TuVox is a company that produces VXML-based telephone speech-recognition applications to replace DTMF touch-tone systems for their clients.

==History==
TuVox was founded in 2001 by Steven S. Pollock and Ashok Khosla, formerly of Apple Computer Corporation and Claris Corporation. Since then, TuVox has grown to over 150 employees and has US offices in Cupertino, California and Boca Raton, Florida as well as international offices in London, Vancouver and Sydney. In 2005, TuVox acquired the customers and hosting facilities of Net-By-Tel. In 2007, the company raised $20m for its speech recognition, and phone menu software.

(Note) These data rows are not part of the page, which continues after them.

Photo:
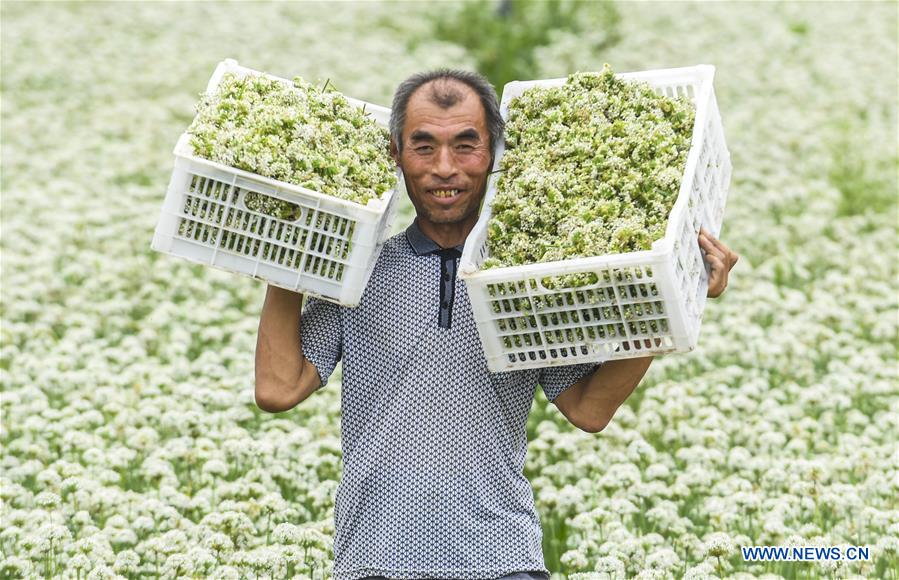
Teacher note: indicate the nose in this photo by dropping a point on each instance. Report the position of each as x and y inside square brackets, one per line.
[444, 164]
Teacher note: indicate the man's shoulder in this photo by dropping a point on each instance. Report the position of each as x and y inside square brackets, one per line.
[396, 245]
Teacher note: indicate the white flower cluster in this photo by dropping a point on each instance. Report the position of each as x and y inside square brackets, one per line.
[298, 134]
[591, 167]
[131, 446]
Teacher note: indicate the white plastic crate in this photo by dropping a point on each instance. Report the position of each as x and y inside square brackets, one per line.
[526, 319]
[328, 250]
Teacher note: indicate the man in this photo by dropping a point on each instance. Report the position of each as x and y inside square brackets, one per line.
[433, 444]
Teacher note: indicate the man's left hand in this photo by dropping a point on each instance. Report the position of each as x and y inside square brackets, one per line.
[720, 258]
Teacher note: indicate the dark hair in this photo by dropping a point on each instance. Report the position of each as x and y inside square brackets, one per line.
[445, 95]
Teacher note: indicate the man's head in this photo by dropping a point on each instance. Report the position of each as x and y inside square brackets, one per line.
[443, 127]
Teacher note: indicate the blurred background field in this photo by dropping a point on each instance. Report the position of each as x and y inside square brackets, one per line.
[131, 444]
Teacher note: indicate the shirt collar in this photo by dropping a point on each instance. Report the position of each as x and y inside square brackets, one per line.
[421, 243]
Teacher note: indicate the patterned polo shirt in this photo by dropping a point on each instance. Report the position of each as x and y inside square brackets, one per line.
[433, 443]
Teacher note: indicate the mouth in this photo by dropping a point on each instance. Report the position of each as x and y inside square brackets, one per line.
[445, 195]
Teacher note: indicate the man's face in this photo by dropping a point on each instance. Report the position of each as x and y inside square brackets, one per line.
[445, 156]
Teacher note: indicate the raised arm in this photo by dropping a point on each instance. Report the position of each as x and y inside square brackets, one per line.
[284, 377]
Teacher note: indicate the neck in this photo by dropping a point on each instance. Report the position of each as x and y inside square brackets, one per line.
[448, 235]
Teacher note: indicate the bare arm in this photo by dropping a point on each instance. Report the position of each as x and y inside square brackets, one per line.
[284, 377]
[591, 402]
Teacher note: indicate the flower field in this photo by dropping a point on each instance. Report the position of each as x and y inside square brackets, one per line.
[131, 444]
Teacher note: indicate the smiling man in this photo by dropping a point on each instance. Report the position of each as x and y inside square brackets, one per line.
[434, 444]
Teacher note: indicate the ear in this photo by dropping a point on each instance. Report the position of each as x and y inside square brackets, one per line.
[395, 153]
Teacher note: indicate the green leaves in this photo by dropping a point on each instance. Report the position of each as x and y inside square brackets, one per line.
[591, 167]
[296, 133]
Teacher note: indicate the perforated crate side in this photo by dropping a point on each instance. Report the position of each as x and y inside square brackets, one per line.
[654, 296]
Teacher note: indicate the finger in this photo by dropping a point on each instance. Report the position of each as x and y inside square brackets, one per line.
[716, 264]
[718, 244]
[711, 249]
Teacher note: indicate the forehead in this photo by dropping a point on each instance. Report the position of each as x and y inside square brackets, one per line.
[424, 114]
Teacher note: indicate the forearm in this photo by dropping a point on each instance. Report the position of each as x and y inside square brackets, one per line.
[608, 387]
[279, 358]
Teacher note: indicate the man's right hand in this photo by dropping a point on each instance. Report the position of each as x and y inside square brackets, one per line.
[284, 377]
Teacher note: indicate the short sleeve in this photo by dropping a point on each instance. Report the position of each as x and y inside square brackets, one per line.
[321, 336]
[554, 380]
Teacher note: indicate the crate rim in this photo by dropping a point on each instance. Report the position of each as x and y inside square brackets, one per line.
[374, 206]
[183, 150]
[663, 245]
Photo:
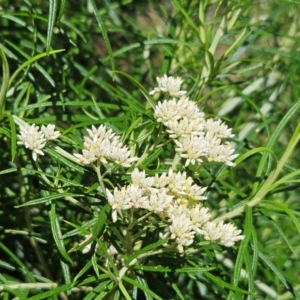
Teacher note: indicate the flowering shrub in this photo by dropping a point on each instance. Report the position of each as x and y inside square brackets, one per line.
[169, 204]
[117, 186]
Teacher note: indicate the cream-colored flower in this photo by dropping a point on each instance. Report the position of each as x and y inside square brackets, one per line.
[182, 231]
[119, 201]
[33, 139]
[193, 148]
[49, 132]
[169, 86]
[102, 145]
[140, 179]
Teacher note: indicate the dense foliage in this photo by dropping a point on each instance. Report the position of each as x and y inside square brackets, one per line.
[79, 64]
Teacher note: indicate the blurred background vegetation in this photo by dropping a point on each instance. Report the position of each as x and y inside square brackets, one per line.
[239, 61]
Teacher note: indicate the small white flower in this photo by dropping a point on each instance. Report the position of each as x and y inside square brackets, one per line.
[169, 85]
[159, 201]
[184, 128]
[193, 148]
[49, 132]
[33, 139]
[139, 178]
[119, 201]
[173, 110]
[182, 231]
[102, 145]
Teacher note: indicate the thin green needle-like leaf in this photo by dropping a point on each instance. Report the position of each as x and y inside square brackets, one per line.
[51, 22]
[17, 261]
[5, 82]
[56, 231]
[13, 135]
[30, 61]
[61, 9]
[104, 33]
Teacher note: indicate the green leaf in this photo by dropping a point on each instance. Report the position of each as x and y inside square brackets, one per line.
[104, 32]
[279, 275]
[224, 284]
[52, 294]
[51, 22]
[56, 231]
[5, 82]
[31, 61]
[144, 288]
[48, 199]
[14, 258]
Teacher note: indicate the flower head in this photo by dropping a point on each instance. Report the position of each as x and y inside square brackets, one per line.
[33, 139]
[169, 85]
[101, 145]
[49, 132]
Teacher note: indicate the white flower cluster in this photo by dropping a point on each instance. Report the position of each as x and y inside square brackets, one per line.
[169, 86]
[174, 198]
[101, 145]
[196, 138]
[34, 138]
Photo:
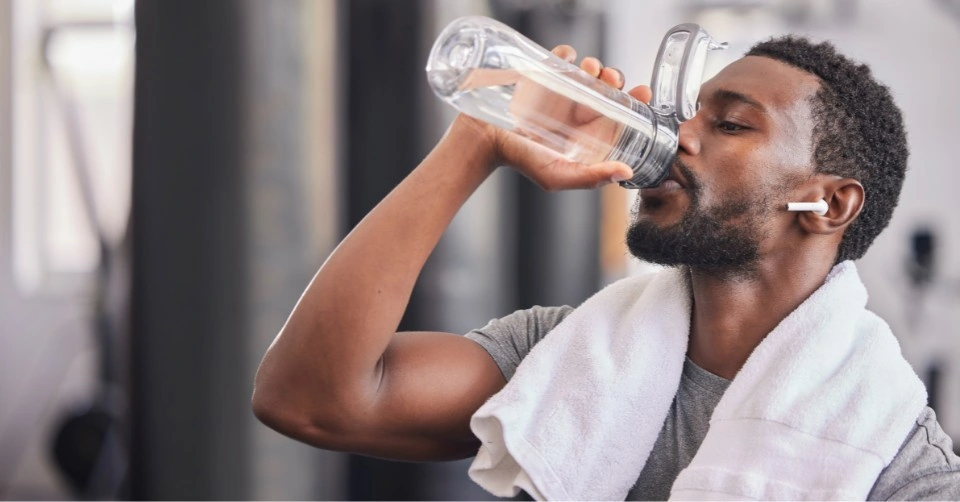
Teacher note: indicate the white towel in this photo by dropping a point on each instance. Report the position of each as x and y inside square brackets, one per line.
[817, 411]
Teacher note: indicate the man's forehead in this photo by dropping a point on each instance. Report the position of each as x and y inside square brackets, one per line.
[771, 83]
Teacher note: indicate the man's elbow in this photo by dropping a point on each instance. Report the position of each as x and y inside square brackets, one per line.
[316, 423]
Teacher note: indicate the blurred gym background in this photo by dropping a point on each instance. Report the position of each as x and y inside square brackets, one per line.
[172, 172]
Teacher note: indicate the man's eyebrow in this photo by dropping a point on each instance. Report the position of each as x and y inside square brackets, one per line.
[728, 95]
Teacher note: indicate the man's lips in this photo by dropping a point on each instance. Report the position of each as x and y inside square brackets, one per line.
[669, 185]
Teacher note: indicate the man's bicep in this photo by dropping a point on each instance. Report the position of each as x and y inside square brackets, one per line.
[432, 383]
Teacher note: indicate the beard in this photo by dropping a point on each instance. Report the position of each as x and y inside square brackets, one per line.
[722, 240]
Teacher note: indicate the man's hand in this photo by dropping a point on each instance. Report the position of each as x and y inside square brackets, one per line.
[544, 167]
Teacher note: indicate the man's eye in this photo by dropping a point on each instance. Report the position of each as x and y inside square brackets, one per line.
[729, 126]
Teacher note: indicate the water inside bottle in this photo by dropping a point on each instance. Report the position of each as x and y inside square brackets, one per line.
[537, 104]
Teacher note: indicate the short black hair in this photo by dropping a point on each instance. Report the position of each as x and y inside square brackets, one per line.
[858, 132]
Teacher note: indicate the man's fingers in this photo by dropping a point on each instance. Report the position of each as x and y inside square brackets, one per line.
[565, 52]
[591, 65]
[568, 175]
[612, 77]
[641, 93]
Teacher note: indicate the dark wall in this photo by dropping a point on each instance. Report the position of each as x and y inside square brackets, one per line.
[188, 325]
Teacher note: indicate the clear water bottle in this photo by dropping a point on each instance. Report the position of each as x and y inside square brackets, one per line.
[491, 72]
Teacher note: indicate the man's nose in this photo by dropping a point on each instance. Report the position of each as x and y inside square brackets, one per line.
[688, 136]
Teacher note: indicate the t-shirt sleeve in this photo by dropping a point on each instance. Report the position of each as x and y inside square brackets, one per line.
[510, 338]
[925, 468]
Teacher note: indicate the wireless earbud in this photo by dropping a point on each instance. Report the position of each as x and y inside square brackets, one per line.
[820, 207]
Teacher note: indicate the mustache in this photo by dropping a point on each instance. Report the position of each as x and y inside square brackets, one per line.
[694, 185]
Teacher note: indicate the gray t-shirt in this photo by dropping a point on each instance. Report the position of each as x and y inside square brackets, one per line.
[925, 468]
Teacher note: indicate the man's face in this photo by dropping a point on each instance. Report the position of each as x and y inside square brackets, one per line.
[722, 206]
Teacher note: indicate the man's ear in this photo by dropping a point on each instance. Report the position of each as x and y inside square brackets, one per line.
[844, 197]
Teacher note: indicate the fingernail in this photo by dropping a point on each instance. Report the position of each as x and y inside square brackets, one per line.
[623, 78]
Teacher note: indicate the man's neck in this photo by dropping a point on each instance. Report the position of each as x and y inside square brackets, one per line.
[733, 313]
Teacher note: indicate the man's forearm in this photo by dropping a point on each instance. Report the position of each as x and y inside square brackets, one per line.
[345, 319]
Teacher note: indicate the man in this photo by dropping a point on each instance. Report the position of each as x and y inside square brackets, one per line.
[791, 121]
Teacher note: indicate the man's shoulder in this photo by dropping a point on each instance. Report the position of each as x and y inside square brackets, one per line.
[925, 468]
[510, 338]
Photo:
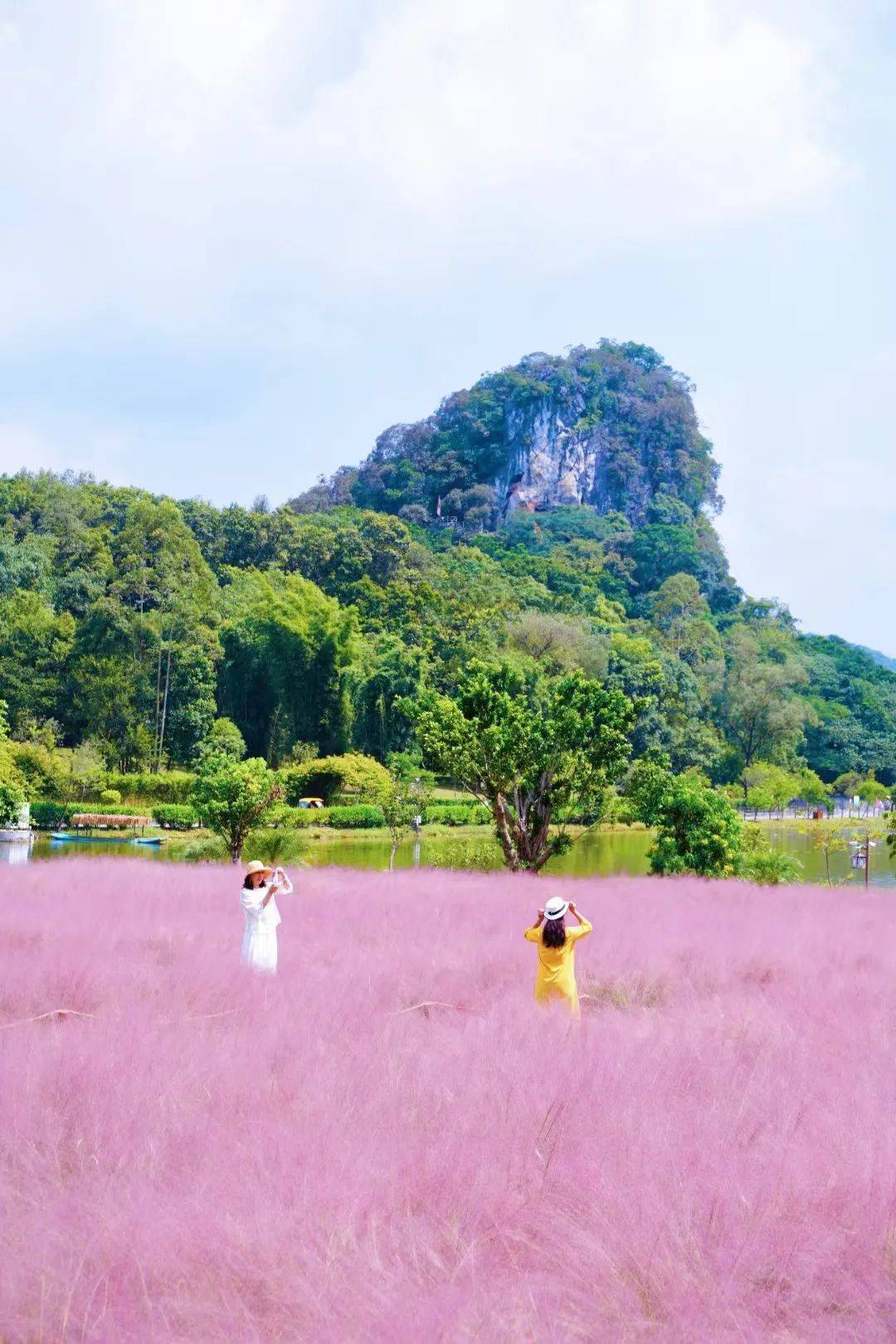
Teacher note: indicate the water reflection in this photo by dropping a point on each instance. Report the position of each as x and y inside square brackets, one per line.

On July 22, 2010, West Interactive — a subsidiary of West Corporation — announced its acquisition of TuVox.

==Customers==
TuVox clients include: 1-800-Flowers.com, AMC Entertainment, American Airlines, British Airways, M&T Bank, Canon Inc., Gateway, Inc., Motorola, Progress Energy Inc., Telecom New Zealand, Time, Inc., BECU, Virgin America and USAA.